Georgian Leadership Dances to Patriotic Tune

President Mikheil Saakashvili and Defense Minister Irakli Okruashvili talked tough on Abkhazia and vowed, in flamboyant and emotional speeches on September 11, to unite Georgia “soon.” The President and the Defense Minister both slammed their opponents for, as they put it, “planting seeds of hopelessness” among the people.

Saakashvili and Okruashvili were speaking at a forum which gathered thousands of “Young Patriots” – a group of teenagers from all over Georgia who spent their summer in state-sponsored camps in different parts of the country. These summer camps were called “Patriot Camps” and aimed, as the organizers said, at boosting a patriotic spirit among the youth. About 11,000 participants of, as organizers also call it, “the President’s Program” gathered in the Sport Palace in Tbilisi on September 11 at a forum dubbed the “Patriots are Coming.” 

Activists from the ruling National Movement party and officials, as well as President Saakashvili himself, were regular visitors at these camps. The initiative was widely publicized by the authorities through media sources during the summer. The forum on September 11 was even broadcast live by all the leading TV stations.

Georgia’s reunification was in a focus at this forum. Songs about Abkhazia, which included the lyrics “Sukhumi [Abkhaz capital] you are everything to me” were performed and the slogan “Victory to a United Georgia” were chanted.

“Our Promised Land is a united Georgia [encompassing] its old borders; Georgia with borders which include Psou [the river which serves as the border between Abkhazia and Russia] and the Roki Tunnel [linking South Ossetia with Russia]… We will unite Georgia through peaceful means,” Saakashvili said.

Saakashvili blamed, as he put it, Georgian “traitors” for the country’s defeat in the armed conflict which took place in Abkhazia in 1993, after which Georgian troops were forced to withdraw from the region. “We will not let this kind of treason [exist] any more,” the Georgian President said.

Saakashvili also said that there still are many “cynics and pessimists” in Georgia who permanently criticize the government.  “OK, criticize us, but what can you do, what can you do yourself to improve something?” Saakashvili said.

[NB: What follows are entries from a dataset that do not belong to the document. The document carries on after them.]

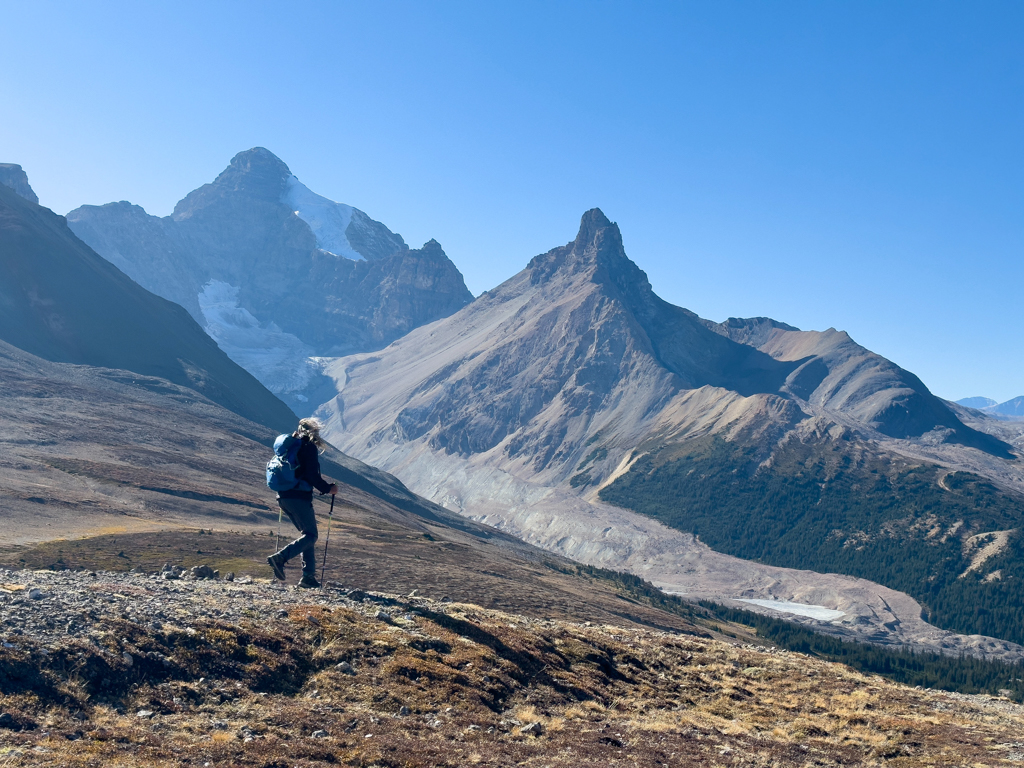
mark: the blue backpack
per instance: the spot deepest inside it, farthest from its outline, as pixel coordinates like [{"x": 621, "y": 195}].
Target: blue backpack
[{"x": 281, "y": 470}]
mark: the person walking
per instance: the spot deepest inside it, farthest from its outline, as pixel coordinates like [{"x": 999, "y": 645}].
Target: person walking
[{"x": 298, "y": 505}]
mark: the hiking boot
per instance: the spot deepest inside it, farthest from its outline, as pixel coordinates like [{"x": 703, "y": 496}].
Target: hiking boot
[
  {"x": 278, "y": 565},
  {"x": 309, "y": 583}
]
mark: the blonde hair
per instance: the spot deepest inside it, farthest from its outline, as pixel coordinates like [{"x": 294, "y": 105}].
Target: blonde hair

“These people often tell us that we should apologize to the Abkhazians. Apologize for what? For expelling 250,000 people [Georgians] out of Abkhazia [in 1993]? Where is the truth? We are on the side of truth and not on the side of capitulators,” the Georgian President stated.

Saakashvili urged the participants of the forum to become “preachers of patriotism among other young people” in order to “root out” pessimism and cynicism.

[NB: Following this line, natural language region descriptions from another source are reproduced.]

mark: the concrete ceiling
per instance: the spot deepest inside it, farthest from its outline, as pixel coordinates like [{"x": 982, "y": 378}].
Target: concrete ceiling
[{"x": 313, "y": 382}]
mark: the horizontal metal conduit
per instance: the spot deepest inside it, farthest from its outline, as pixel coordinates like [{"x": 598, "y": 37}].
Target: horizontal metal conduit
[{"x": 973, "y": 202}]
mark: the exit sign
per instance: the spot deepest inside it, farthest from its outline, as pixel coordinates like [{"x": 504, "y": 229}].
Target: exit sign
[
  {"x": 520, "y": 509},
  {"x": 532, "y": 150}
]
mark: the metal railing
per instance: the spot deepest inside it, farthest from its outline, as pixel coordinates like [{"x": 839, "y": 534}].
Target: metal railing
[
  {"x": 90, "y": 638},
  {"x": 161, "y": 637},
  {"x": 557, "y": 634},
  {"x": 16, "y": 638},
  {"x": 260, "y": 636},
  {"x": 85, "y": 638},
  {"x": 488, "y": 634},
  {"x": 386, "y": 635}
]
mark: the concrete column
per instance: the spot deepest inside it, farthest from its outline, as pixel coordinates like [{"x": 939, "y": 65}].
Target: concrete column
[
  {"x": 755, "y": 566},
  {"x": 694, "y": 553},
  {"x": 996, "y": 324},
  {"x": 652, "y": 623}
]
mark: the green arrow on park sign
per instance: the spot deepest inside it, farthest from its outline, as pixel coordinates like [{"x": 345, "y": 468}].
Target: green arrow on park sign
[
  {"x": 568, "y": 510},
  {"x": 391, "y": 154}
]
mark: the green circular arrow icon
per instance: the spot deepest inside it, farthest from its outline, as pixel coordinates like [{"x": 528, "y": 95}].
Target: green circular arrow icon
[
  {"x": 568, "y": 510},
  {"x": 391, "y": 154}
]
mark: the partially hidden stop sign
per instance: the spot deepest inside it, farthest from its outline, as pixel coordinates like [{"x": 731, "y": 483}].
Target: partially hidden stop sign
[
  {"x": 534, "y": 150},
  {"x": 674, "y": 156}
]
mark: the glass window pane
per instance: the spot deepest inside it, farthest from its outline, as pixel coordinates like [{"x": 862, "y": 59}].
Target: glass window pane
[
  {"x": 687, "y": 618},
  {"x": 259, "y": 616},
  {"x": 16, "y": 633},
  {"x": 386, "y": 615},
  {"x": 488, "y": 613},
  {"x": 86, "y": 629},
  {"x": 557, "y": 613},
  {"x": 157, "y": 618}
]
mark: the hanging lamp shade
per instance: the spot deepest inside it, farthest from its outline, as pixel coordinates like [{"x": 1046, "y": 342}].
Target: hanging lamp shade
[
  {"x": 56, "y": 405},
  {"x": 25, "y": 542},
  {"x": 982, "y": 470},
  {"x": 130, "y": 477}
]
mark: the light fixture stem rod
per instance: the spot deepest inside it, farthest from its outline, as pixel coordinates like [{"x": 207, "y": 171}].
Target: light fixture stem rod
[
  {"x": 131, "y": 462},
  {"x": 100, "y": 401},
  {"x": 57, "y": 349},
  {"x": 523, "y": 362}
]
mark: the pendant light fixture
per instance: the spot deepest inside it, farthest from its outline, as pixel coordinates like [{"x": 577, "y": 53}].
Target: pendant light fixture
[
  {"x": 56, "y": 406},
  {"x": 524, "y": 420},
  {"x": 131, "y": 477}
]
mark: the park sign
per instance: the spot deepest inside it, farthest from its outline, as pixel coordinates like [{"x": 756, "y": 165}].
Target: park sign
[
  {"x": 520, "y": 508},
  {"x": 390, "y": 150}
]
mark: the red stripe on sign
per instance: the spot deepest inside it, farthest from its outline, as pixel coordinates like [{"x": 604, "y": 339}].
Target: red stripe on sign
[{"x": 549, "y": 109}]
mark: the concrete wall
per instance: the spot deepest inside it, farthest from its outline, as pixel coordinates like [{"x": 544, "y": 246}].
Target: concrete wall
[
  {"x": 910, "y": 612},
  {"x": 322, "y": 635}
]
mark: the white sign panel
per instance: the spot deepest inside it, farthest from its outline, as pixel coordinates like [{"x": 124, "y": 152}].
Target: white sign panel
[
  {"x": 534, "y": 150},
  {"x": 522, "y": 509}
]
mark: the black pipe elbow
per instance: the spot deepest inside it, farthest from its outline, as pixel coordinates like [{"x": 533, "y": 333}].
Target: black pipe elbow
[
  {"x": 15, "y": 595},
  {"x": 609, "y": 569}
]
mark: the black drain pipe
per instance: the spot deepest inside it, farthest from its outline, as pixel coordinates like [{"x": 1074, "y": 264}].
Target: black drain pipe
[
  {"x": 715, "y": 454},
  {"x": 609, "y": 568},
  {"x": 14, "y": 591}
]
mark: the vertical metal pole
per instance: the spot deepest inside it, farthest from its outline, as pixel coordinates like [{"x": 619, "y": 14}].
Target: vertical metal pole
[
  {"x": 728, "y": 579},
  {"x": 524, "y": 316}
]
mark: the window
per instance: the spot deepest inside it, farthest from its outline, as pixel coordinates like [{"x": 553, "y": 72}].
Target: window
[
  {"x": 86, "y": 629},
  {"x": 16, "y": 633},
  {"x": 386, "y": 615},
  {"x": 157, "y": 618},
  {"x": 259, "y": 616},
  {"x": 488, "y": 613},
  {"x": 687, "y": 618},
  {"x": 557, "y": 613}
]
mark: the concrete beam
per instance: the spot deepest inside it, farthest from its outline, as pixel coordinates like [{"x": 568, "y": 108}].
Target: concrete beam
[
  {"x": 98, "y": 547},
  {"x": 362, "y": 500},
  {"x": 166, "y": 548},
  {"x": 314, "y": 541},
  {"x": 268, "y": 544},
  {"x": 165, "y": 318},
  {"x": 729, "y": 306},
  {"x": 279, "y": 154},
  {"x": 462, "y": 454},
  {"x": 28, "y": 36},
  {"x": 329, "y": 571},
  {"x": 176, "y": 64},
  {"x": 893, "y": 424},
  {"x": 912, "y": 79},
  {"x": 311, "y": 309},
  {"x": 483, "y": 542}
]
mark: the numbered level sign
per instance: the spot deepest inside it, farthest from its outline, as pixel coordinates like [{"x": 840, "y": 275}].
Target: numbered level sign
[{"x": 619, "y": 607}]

In his speech, Defense Minister Irakli Okruashvili also focused on Abkhazia and said that he recently covertly spent several days in the breakaway region. Organizers of the forum explained Okruashvili’s presence at the event by noting that military-style trainings were included in the schedule of activities in the “Patriot Camps.”

“I was in Abkhazia several days ago, together with several soldiers. I stayed there for several days. I was sleeping in the forest there. And I vowed, while being there, that none of us will walk on our territory as partisans any more. The time will come soon, time when we return Abkhazia,” Okruashvili said, without specifying where exactly in Abkhazia he was, or what exactly the purpose of this covert visit was.
 
“But there are still people in Georgia who try to plant seeds of hopelessness; these people, I mainly refer to our opposition, say that serving in the army is wasting one’s time and say that Georgia should not buy new arms… We are a warrior nation and if not for this ability we would have been destroyed… We have no right not to unite Georgia,” Irakli Okruashvili said.

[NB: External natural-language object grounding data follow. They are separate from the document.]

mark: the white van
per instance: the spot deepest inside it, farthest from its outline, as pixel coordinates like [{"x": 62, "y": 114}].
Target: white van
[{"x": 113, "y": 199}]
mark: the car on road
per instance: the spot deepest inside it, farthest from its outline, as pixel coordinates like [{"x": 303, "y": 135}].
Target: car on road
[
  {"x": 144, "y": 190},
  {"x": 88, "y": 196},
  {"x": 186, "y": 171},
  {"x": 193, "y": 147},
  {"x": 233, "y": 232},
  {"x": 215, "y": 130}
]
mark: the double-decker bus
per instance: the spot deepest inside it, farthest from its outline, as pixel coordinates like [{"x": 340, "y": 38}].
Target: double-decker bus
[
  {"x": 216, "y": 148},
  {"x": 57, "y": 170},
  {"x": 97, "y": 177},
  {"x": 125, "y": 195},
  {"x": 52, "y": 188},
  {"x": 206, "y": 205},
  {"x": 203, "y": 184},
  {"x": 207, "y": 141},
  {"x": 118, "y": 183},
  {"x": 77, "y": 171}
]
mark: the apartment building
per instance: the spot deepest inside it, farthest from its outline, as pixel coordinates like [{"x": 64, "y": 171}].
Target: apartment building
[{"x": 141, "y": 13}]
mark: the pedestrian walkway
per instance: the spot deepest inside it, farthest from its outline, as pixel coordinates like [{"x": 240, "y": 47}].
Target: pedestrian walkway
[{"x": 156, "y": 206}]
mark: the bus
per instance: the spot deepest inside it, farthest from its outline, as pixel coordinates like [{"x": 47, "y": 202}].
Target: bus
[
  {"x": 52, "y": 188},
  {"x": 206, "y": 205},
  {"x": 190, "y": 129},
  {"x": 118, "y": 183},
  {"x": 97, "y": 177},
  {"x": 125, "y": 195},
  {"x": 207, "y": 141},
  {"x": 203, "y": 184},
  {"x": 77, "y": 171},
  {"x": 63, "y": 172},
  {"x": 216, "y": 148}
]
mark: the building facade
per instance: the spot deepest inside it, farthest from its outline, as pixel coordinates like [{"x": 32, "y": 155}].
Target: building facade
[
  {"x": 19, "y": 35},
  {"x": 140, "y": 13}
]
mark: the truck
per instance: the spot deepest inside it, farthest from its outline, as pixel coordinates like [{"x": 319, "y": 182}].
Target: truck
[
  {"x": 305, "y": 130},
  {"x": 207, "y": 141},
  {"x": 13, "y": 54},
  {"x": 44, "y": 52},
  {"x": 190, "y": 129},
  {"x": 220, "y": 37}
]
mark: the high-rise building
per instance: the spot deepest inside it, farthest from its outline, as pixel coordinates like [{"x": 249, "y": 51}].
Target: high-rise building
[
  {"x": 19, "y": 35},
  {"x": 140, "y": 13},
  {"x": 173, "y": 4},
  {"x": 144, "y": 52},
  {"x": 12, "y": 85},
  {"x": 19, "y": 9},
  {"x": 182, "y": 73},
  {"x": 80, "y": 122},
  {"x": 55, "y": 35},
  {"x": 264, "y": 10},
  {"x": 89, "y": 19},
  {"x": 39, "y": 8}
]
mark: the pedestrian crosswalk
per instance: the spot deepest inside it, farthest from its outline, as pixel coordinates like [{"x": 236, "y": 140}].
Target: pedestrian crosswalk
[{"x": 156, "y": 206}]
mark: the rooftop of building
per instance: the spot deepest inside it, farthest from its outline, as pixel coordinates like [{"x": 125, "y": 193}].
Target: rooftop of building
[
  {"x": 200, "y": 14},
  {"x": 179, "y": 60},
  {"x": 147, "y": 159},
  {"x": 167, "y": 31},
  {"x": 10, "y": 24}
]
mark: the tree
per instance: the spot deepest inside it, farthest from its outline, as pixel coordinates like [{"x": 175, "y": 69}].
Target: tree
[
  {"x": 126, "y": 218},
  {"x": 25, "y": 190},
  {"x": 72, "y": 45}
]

He also said that he is happy that a patriotic spirit is growing among the country’s youth. “Two years ago many of you were frustrated… But unity gave us the force [necessary]to stage the Rose Revolution, which opened a new page in your life… No generation since Davit the Builder [the Georgian kind who united the country 900 years ago] had such a perfect chance in Georgia to build a successful nation; you have it,” Okruashvili added.

Organizers of the “Patriot Camp” say that next year the number of participants of the program will be increased.

Although this new movement of “young patriots” in Georgia has no structure and has no leader, it resembles one that was set up in Russia this spring – a pro-Putin youth movement called Nashi – Our People – which also aims at boosting patriotism among the younger generations.